Bu ifade, Hz. Yuşanın kelamının son kısmı da olabilir.


“(Musa) dedi: İşte aradığımız o idi.” 64. ayet 


Balığın bu durumu, isteğimize ulaştığımızın bir emaresidir.


“Bunun üzerine izleri üzere geriye döndüler.”


Gerisin geriye döndüler, o kayanın yanına vardılar.


Benim anladığım şey Hz. Musa A.S ile Hz. Yuşa A.S Hz. Hızır A.S ile buluşacakları mekansal zaman noktasına tam olarak bulabilmek için arkalarında çok özel bir iz bıraktıklarını ve izleri takip ederek o yere tekrar geldiklerine inanıyorum.  

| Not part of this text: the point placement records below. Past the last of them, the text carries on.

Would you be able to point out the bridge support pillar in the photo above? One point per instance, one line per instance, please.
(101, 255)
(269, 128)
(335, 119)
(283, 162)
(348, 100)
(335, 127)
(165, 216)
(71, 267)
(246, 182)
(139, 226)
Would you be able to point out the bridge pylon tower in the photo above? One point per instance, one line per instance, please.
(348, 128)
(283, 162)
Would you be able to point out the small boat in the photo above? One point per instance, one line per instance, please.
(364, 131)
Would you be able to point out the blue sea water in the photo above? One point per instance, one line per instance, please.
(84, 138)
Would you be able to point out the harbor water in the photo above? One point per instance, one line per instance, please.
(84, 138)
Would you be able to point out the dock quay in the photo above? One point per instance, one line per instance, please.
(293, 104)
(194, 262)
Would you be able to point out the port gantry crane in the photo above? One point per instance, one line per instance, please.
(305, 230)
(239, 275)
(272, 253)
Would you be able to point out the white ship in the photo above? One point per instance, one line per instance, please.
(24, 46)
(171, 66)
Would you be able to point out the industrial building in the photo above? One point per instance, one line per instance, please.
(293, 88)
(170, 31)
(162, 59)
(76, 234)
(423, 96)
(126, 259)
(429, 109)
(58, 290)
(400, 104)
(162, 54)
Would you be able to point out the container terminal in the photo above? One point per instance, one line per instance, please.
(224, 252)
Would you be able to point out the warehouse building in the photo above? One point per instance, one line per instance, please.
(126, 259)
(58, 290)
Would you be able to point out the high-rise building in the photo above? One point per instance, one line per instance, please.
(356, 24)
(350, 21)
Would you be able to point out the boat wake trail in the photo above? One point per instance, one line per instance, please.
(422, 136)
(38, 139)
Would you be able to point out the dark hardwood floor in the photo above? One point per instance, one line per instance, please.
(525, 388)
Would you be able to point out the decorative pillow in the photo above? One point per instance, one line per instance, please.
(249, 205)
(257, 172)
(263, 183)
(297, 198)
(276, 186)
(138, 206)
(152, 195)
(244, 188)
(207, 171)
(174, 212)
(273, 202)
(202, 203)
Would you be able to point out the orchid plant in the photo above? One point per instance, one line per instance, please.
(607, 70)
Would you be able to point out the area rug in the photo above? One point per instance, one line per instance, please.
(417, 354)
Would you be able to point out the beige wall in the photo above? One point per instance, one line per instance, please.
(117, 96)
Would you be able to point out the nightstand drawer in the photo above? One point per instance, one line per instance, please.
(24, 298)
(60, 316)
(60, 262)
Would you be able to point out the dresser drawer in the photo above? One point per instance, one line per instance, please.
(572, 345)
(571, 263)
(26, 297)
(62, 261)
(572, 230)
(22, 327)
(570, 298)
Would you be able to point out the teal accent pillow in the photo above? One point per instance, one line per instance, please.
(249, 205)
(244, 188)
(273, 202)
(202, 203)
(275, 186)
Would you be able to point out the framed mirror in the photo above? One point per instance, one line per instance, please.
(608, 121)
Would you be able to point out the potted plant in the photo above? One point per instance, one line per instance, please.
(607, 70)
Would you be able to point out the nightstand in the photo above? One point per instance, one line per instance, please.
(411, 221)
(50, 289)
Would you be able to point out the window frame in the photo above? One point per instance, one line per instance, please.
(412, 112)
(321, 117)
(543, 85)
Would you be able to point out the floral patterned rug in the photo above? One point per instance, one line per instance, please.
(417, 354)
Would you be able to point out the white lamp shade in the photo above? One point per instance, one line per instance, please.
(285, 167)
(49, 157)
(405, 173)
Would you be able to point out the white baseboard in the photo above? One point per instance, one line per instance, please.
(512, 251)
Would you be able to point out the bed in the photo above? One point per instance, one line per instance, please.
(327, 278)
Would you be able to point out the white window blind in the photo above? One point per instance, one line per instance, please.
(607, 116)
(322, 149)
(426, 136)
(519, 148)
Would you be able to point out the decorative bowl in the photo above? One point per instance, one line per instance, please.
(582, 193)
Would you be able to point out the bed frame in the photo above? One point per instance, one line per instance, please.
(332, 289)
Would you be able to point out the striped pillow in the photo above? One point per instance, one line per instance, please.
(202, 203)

“Nihayet kullarımızdan bir kul buldular.” 65. ayet


Eski âlimlere göre bahsi geçen zât Hz. Hızır A.S dır. Elyesa veya İlyas olduğunu söyleyenler de vardır. 


“Biz ona katımızdan bir rahmet verdik.”


Ayetteki rahmetten murat, vahiy ve nübüvvettir.


“Ve tarafımızdan bir ilim öğrettik.”


Ve O’na bize has ve ancak tevfik ve inayetimizle bilinen bir ilim öğrettik. Bu ilim, gaybî şeyleri bilme ilmidir. (Ledun İlmi)


“Musa ona:“Doğru yola sevk edici olarak sana öğretilenden bana da öğretmen için sana tabi olabilir miyim?” dedi.” 66. ayet 


Din meselelerinde bilinmesi şart meselelerden olmadıktan sonra, Hz. Musanın başkasından bir şeyler öğrenmesi O’nun peygamberlik ve şeriat sahibi olmasına aykırı değildir.


Çünkü peygamberin dinin usulü ve fıkıh ilmini gönderilmiş olduğu kimselerden daha bilgili olması gerekir. Ama her ilimde onlardan daha bilgili olması lazım değildir.[2>


Hz. Musa, Hz. Hızır’a tâbi olmayı isterken tevazu ve edebe son derece riayet etti. Kendisinin o noktada cehaletini bildirdi ve tâbi olmak için izin istedi. Ondan, kendisini irşad etmesini ve Allahın Ona bildirdiklerinden bir kısmını kendisine öğretmek sûretiyle lütufta bulunmasını talep etti.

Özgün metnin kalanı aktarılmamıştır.